The agenda of this tutorial is to understand what a cluster manager is, and its role, and the cluster managers supported in Apache Spark.
What is a cluster ?
A cluster is a set of tightly or loosely coupled computers connected through LAN (Local Area Network). The computers in the cluster are usually called nodes. Each node in the cluster can have a separate hardware and Operating System or can share the same among them. Resource (Node) management and task execution in the nodes is controlled by a software called Cluster Manager.
What does a cluster manager do in Apache Spark cluster ?
The spark application contains a main program (main method in Java spark application), which is called driver program. Driver program contains an object of SparkContext. SparkContext could be configured with information like executors’ memory, number of executors, etc. Cluster Manager keeps track of the available resources (nodes) available in the cluster. When SparkContext object is created, it connects to the cluster manager to negotiate for executors. From the available nodes, cluster manager allocates some or all of the executors to the SparkContext based on the demand. Also, please note that multiple spark applications could be run on a single cluster. However the procedure is same, SparkContext of each spark application requests cluster manager for executors. In a nutshell, cluster manager allocates executors on nodes, for a spark application to run.

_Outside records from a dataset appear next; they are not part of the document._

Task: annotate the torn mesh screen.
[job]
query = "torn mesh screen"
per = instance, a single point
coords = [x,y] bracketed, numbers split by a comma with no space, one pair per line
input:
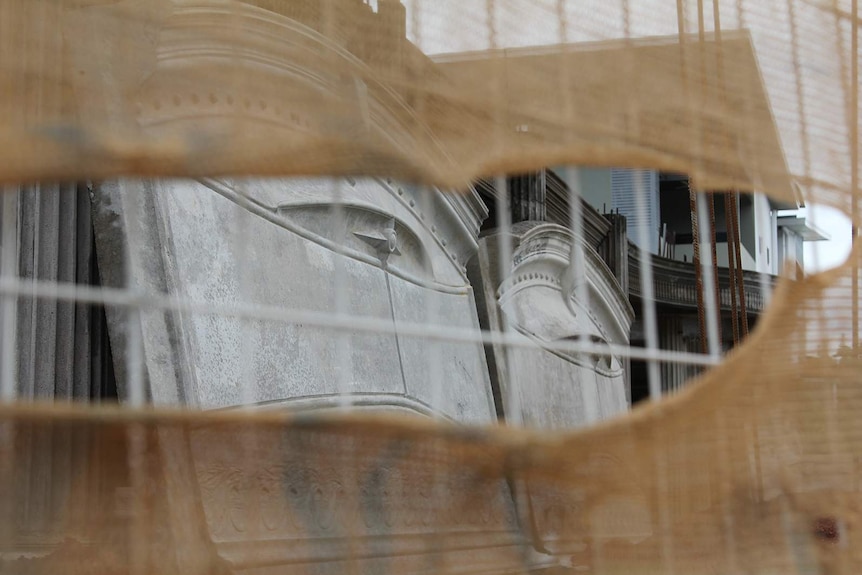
[753,469]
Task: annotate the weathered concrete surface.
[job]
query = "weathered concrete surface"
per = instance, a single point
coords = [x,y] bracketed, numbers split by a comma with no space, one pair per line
[539,303]
[279,243]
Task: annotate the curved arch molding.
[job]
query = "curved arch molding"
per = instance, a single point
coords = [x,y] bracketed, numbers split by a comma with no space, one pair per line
[538,302]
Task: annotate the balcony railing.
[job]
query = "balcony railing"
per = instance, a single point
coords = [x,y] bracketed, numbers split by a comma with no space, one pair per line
[674,283]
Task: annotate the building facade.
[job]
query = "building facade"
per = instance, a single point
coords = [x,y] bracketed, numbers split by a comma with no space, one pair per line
[374,251]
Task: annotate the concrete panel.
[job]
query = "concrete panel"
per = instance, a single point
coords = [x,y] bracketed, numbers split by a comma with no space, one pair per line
[450,377]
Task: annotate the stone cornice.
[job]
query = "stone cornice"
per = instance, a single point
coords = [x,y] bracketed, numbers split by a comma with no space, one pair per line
[543,255]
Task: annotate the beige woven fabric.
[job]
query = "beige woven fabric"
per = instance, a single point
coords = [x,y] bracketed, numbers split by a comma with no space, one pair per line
[754,469]
[181,87]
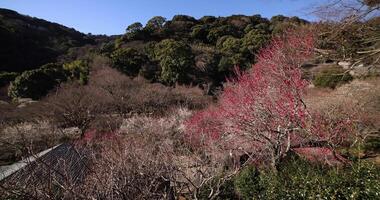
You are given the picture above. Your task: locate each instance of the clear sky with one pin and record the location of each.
(113, 16)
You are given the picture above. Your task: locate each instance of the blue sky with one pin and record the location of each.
(113, 16)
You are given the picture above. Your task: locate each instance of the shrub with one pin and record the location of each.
(37, 83)
(78, 69)
(7, 77)
(301, 180)
(175, 60)
(217, 188)
(332, 78)
(128, 61)
(75, 105)
(247, 183)
(262, 108)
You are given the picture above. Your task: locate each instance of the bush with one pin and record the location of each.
(175, 60)
(332, 78)
(218, 189)
(300, 180)
(247, 183)
(37, 83)
(77, 69)
(128, 61)
(7, 77)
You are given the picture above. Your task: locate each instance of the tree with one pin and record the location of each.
(217, 32)
(78, 69)
(200, 32)
(134, 28)
(75, 105)
(135, 31)
(262, 110)
(175, 59)
(128, 61)
(156, 23)
(254, 40)
(37, 83)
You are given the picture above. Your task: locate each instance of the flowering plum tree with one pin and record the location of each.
(264, 106)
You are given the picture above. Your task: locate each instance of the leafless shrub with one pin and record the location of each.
(76, 106)
(140, 96)
(24, 139)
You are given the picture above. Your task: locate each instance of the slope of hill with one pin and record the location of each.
(28, 42)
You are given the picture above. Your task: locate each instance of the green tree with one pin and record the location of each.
(78, 69)
(128, 61)
(200, 32)
(37, 83)
(136, 31)
(156, 22)
(254, 40)
(220, 31)
(175, 59)
(135, 27)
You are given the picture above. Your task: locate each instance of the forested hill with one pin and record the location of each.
(29, 42)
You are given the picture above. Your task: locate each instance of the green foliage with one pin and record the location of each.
(134, 28)
(78, 69)
(298, 179)
(128, 61)
(254, 40)
(156, 22)
(301, 180)
(7, 77)
(217, 32)
(199, 32)
(175, 59)
(107, 48)
(331, 78)
(37, 83)
(247, 183)
(136, 31)
(224, 187)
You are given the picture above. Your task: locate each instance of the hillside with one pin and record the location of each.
(29, 42)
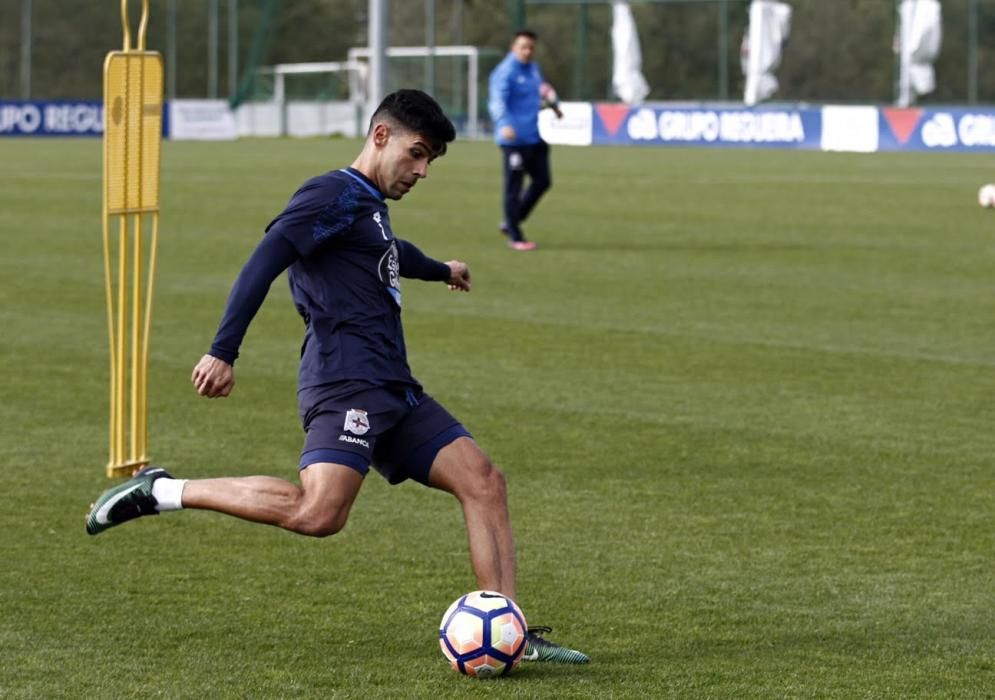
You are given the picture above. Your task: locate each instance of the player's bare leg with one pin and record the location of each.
(462, 469)
(318, 507)
(465, 471)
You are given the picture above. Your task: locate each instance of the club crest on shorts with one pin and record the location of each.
(356, 421)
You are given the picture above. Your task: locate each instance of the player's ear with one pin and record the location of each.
(381, 135)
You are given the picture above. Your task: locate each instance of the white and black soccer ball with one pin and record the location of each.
(483, 634)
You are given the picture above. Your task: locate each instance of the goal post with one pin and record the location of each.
(323, 98)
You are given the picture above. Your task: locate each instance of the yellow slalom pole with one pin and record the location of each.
(133, 80)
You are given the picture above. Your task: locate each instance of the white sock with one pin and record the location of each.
(168, 493)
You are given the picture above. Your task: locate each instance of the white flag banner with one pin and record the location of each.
(770, 25)
(920, 35)
(628, 82)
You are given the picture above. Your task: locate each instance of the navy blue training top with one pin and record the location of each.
(344, 269)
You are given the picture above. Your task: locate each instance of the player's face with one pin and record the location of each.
(405, 161)
(523, 47)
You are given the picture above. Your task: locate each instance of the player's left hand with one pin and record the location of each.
(459, 278)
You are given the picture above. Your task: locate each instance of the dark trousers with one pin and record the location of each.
(519, 161)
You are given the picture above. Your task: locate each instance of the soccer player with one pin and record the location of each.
(358, 401)
(517, 92)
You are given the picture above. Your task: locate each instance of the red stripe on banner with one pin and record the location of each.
(612, 116)
(902, 122)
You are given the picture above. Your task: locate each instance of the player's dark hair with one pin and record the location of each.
(417, 112)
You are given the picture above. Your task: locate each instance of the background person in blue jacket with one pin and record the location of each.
(517, 93)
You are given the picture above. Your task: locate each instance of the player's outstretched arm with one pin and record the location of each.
(459, 276)
(213, 378)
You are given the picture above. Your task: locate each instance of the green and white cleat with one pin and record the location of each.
(125, 502)
(537, 648)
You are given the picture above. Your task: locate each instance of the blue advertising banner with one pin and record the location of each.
(937, 129)
(63, 118)
(719, 126)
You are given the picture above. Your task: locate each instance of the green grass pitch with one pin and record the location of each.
(744, 400)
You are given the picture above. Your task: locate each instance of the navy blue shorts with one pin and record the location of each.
(396, 429)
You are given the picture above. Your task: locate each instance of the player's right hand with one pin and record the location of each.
(459, 276)
(213, 378)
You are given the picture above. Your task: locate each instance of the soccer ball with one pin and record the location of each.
(483, 634)
(986, 196)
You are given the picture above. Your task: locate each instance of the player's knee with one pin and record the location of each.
(324, 523)
(487, 482)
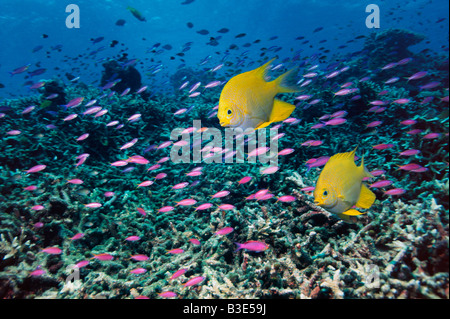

Cluster managers supported in Apache Spark
Following are the cluster managers available in Apache Spark :
Spark Standalone Cluster Manager
– Standalone cluster manager is a simple cluster manager that comes included with the Spark.
– Apache Mesos is a general cluster manager that can also run Hadoop MapReduce and service applications.
– Hadoop YARN is the resource manager in Hadoop 2.
In this Apache Spark Tutorial, we have learnt about the cluster managers available in Spark and how a spark application could be launched using these cluster managers.